Hydrogen sulfide induces the synthesis of proinflammatory cytokines in human monocyte cell line U937 via the ERK-NF-κB pathway

Abstract

Hydrogen sulfide (H₂S) is now considered an endogenous, gaseous mediator, which has been demonstrated to be involved in many inflammatory states. However, the mechanism of its proinflammatory function remains unknown. In the present study, we used IFN-γ-primed human monocytic cell line U937 to investigate the effects of H₂S in vitro on monocytes. We found that treatment with the H₂S donor, sodium hydrosulfide, led to significant increases in the mRNA expression and protein production of TNF-α, IL-1β, and IL-6 in U937 cells.

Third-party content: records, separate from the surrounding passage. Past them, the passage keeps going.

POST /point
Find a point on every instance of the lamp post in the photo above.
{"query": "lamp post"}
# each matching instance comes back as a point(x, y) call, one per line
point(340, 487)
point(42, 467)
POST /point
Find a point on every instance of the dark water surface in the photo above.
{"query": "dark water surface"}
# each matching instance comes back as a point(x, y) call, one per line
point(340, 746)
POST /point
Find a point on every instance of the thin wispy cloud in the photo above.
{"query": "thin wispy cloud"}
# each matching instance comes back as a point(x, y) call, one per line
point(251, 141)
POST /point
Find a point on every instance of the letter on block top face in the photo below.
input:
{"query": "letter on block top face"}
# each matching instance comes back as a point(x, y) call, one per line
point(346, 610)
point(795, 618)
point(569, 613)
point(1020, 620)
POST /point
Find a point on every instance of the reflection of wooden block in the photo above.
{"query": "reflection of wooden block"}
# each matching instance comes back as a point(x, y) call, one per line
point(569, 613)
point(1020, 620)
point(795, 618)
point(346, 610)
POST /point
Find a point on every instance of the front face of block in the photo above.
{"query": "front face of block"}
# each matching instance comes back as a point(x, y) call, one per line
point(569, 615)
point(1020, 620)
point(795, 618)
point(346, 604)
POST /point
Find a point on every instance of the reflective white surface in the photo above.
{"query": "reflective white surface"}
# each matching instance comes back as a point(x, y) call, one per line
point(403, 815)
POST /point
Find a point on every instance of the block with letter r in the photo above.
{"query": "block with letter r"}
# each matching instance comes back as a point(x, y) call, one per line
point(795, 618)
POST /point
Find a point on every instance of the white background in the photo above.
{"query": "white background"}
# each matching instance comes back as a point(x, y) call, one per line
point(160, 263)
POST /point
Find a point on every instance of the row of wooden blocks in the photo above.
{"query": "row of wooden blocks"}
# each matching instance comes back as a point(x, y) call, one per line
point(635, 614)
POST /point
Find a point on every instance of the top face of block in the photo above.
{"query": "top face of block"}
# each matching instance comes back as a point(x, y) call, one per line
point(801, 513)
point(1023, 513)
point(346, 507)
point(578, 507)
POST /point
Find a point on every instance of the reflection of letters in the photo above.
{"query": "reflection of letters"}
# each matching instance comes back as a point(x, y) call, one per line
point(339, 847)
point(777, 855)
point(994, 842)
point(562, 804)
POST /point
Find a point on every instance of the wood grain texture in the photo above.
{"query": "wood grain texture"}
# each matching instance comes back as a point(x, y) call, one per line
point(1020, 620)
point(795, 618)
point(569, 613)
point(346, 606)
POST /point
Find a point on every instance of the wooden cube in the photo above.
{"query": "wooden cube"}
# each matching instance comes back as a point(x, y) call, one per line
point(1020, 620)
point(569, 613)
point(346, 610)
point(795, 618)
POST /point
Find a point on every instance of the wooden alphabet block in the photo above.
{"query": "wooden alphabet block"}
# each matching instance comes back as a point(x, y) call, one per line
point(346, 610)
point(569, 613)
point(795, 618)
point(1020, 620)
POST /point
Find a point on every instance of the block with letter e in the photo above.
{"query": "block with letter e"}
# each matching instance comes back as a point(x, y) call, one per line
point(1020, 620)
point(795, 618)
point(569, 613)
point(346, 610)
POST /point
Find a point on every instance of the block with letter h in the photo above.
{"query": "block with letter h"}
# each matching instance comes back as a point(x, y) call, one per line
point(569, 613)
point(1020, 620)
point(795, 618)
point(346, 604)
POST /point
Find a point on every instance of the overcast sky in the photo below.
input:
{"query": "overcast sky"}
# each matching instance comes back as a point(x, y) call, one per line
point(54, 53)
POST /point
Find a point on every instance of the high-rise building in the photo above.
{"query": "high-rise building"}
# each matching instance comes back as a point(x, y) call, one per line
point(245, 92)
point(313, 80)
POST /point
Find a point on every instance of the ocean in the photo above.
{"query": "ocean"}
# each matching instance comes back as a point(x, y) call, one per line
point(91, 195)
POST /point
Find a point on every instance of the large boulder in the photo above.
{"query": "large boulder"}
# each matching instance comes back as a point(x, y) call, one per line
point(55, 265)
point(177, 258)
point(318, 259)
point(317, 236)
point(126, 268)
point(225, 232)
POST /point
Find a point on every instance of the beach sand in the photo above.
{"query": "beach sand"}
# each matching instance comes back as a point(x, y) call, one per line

H₂S-triggered monocyte activation was confirmed further by the up-regulation of CD11b expression on the cell surface. We also observed that H₂S could induce a rapid degradation of IκBα and subsequent activation of NF-κB p65, and this effect was attenuated by Bay 11-7082, a specific inhibitor of NF-κB. Furthermore, pretreatment of cells with Bay 11-7082 substantially inhibited the secretion of TNF-α, IL-1β, and IL-6 induced by H₂S. We also found that H₂S stimulated the phosphorylation and activation of ERK1/2, but not of p38 MAPK and JNK, and pretreatment with PD98059, a selective MEK1 antagonist, could inhibit H₂S-induced NF-κB activation markedly. Together, our findings suggest for the first time that H₂S stimulates the activation of human monocytes with the generation of proinflammatory cytokines, and this response is, at least partially, through the ERK-NF-κB signaling pathway.